The VHR was always on the cards here as both Chapoutier, “the Poet of the Rhone” and Gigondas are among my favourites. For more on this fascinating winemaker check here

Monday, September 24, 2018

SuperValu Freshen Up Wine Offering. Two Whites and a Super Red


SuperValu Freshen Up Wine Offering
Two Whites and a Superb Red

Regular wine shoppers at SuperValu will have noticed many new “faces” on the wine shelves. Quite a few have eye-catching labels and Kevin O’Callaghan, Head of SuperValu Wine, while well aware that you cannot always judge a book by its cover, likes “the label to sing or depict an essence or style in the very wine they are producing. …” He reckons" the art of storytelling will be the next consumer motivator.”

So let us start with a look at three wines, including two whites, from Carcassonne wine exporters LGI Wines.

Duo de Mers Sauvignon Blanc Viognier (Vin de France) 2017, 12%, €11.99

The label here sees two fish, one heading in a directly opposite direction to the other, one darker. So what’s the story? The wine goes with fish. True. But look at the wine’s name, referring to two seas. The Sauvignon comes from Atlantic influenced Gascony while the Viognier is sourced in Mediterranean Languedoc. Similarities to Australia here with the fruit coming from different regions.

Sauvignon accounts for 70% of the blend in this pleasant easy drinking light coloured wine; the Viognier adds to the white fruit elements in the aromas. On the palate, the blend is fresh, fruity and smooth. Good value and great for a party. Try it on its own as an aperitif or with shellfish, fish, and salads.

Combeval SCG Grand Cuvée Côtes de Gascogne (IGP) 2017, 11.5%, €11.99 

A relatively plain label on this one, just a selection of curved lines indicating little hills and a few words confirming that it is from the sunny slopes of the south of France. All the fruit - Sauvignon Blanc 60%, Columbard 20% and Gros Manseng 20% - comes from Gascony.
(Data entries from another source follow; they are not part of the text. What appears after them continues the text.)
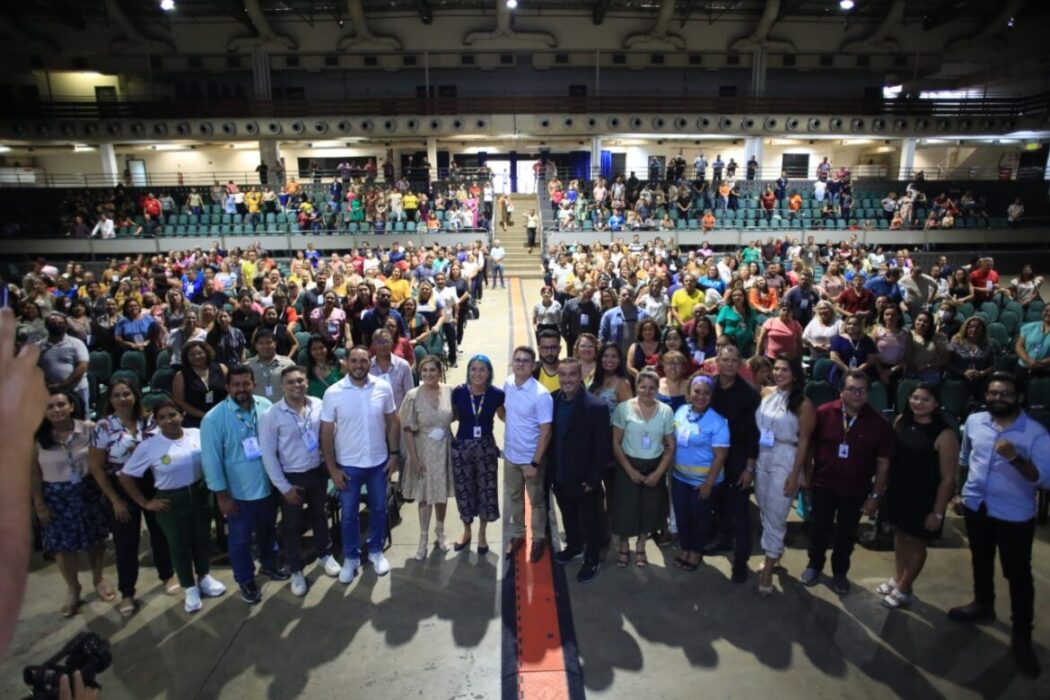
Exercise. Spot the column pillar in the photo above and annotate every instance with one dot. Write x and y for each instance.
(907, 158)
(754, 146)
(432, 156)
(758, 65)
(260, 75)
(595, 156)
(110, 170)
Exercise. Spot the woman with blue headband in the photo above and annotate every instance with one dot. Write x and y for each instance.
(475, 453)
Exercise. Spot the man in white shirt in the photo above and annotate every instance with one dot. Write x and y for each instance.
(496, 255)
(289, 439)
(359, 443)
(529, 411)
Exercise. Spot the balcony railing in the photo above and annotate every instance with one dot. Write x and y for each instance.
(74, 110)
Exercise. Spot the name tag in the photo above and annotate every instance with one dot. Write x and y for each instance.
(251, 446)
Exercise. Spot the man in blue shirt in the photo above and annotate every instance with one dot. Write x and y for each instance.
(885, 285)
(1007, 454)
(232, 461)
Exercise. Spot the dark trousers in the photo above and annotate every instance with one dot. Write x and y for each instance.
(833, 512)
(583, 524)
(313, 489)
(734, 521)
(253, 517)
(452, 330)
(187, 524)
(126, 539)
(693, 515)
(1014, 544)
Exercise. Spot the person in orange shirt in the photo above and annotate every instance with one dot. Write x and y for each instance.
(794, 204)
(762, 298)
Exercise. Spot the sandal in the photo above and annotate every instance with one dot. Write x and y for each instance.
(105, 591)
(127, 607)
(624, 558)
(72, 603)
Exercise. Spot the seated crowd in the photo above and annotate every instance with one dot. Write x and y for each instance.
(830, 202)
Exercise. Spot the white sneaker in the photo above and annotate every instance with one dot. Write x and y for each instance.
(193, 599)
(331, 566)
(380, 564)
(298, 584)
(349, 570)
(210, 588)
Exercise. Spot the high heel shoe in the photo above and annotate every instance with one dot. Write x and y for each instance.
(439, 532)
(421, 552)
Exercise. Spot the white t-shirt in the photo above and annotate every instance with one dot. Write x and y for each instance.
(528, 407)
(175, 463)
(359, 417)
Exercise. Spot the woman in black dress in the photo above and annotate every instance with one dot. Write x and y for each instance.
(201, 383)
(922, 480)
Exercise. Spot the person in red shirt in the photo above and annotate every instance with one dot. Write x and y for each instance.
(769, 202)
(985, 281)
(852, 444)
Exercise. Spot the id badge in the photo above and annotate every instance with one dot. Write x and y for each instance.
(251, 446)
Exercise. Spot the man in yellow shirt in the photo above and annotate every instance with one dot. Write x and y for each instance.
(685, 298)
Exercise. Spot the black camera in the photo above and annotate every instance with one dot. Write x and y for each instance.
(87, 653)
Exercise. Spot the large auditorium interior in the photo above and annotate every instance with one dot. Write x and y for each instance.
(524, 348)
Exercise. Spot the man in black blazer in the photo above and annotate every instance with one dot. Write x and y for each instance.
(580, 451)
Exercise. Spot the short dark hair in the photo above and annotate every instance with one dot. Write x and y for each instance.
(238, 369)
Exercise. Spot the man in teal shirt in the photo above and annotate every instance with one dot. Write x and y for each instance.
(233, 468)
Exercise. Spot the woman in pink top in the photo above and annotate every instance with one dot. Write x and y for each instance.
(780, 335)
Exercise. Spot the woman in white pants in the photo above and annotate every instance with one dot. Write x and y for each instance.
(785, 420)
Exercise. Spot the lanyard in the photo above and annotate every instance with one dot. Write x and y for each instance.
(846, 426)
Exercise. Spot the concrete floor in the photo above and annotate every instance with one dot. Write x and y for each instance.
(433, 629)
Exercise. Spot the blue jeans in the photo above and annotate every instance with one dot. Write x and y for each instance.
(256, 517)
(374, 481)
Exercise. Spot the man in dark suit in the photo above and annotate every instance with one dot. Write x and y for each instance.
(580, 451)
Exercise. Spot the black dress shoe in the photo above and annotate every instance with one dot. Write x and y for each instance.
(972, 613)
(1025, 656)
Gascony may not often pop up in the wine conversation but it is a producer of lovely fresh white wines and there are many vineyards here and much of the fruit (including Columbard) is used to produce the well-known Armagnac spirit, Gascony’s worthy answer to the Charente’s Cognac.

Colour is light straw and the aromas here are mainly those you’d expect of Sauvignon, herbaceous with fruits (e.g. gooseberry, apple). On the palate, it is well endowed, thanks in part to time on both big and fine lees, a tingly touch too and a good finish, somewhat longer than the Duo above. Again pair with fish and salads and treat yourself to a glass beforehand!
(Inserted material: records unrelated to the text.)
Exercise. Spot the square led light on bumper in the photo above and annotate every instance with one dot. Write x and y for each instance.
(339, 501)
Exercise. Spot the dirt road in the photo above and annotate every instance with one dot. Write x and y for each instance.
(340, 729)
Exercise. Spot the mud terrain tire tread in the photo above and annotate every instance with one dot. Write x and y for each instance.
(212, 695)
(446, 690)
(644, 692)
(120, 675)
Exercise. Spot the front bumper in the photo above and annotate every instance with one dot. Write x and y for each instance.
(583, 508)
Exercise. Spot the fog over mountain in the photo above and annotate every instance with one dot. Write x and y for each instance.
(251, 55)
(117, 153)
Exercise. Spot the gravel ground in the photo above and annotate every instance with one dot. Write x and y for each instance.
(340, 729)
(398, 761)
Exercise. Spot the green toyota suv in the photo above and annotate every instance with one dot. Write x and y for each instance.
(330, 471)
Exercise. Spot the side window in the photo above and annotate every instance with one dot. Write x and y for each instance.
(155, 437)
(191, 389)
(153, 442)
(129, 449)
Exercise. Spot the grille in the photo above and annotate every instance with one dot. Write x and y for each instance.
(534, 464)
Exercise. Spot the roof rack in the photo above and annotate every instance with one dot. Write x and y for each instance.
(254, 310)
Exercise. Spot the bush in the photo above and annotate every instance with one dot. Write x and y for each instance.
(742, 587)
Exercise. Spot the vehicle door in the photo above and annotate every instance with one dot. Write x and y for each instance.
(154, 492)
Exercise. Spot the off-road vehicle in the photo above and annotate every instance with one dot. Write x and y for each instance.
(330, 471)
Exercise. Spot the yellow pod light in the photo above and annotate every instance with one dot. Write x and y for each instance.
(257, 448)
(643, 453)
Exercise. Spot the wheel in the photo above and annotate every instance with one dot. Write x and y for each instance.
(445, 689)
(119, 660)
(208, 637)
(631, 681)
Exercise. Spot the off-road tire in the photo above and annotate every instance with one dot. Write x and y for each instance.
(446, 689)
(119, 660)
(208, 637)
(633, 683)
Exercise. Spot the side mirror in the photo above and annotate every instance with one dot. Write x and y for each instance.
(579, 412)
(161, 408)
The SCG is a play on the well known GSM of the Rhone and neighbouring areas. Indeed, Supervalu have the Combeval GSM and the red grapes in the blend are Grenache, Syrah and Mourvedre. Should be worth a try also.

Dark Apparition Alicante Bouschet Pays D’Oc (IGP) 2017, 12.5%, €12.99

The label shows an ectoplasmic figure trying to break out of its containment unit. The monochrome ghost is, according to the online blurb, apparently trying to express the full body and power of the wine. Really?
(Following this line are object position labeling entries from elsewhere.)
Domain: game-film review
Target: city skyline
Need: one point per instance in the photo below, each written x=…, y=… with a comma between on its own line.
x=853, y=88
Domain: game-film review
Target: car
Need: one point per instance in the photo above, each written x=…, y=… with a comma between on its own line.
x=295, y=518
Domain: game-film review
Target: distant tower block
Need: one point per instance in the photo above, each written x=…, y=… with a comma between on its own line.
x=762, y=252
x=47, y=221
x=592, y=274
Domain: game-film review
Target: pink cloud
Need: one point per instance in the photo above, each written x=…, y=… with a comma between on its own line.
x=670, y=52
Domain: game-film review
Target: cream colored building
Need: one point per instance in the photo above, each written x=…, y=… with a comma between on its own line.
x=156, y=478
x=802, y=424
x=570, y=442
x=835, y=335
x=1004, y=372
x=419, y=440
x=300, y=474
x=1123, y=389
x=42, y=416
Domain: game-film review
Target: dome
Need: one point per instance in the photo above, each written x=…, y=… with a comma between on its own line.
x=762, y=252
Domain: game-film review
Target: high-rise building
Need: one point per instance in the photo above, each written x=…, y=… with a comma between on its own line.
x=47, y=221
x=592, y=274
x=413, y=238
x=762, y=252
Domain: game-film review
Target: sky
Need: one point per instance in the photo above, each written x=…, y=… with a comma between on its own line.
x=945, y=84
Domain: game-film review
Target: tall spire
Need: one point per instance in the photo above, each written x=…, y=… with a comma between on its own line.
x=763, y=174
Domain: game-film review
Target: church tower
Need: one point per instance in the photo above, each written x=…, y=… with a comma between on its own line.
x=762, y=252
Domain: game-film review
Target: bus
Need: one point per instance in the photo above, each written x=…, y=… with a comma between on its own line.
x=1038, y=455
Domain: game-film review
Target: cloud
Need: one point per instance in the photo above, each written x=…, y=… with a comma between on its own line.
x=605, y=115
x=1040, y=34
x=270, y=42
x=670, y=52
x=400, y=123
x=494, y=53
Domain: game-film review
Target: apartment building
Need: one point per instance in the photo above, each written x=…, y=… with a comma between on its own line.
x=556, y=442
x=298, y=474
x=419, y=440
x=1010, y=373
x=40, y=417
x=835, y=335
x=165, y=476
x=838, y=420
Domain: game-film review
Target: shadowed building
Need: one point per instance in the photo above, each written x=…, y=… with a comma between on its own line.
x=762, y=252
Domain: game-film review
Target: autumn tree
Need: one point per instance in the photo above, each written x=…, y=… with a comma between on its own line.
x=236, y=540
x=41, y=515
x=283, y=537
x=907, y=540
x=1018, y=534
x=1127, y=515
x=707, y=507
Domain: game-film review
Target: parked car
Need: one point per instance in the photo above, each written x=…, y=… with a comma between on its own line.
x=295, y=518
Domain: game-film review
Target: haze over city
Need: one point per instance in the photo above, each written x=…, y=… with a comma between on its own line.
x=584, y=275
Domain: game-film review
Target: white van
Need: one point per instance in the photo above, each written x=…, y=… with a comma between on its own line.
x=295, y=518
Let us move on to the grape itself. Unlike many grapes, this one has a precise birthday. In 1855, Henri Bouschet crossed Grenache Noir with Cabernet Sauvignon and this baby was born and has gone on to prove quite popular, especially in the south of France. Unusually, its pulp is red which enhances the colour. It also provides fatness to the wine. Put it all together and you have a Dark Red Apparition! Really?

Let us move on to the wine itself, let the Alicante materialise! At harvest, the fruit is divided into two sections. Some fruit goes through the modern process of thermal maceration, most is traditionally fermented on skins for three weeks and is then aged for six months with French oak which “adds complexity” providing a full-bodied cuvée when both parts regroup.

Colour is indeed a dark red. Quite a concentrated melange of scents, ripe fruit, floral and vanilla. Smooth and juicy on the palate, concentrated too with initially a slight sweetness, always the merest trace of vanilla, smooth tannins (on the lips), a good dry finish. The Alicante is well and truly out of the bottle and it is an excellent drink. Really!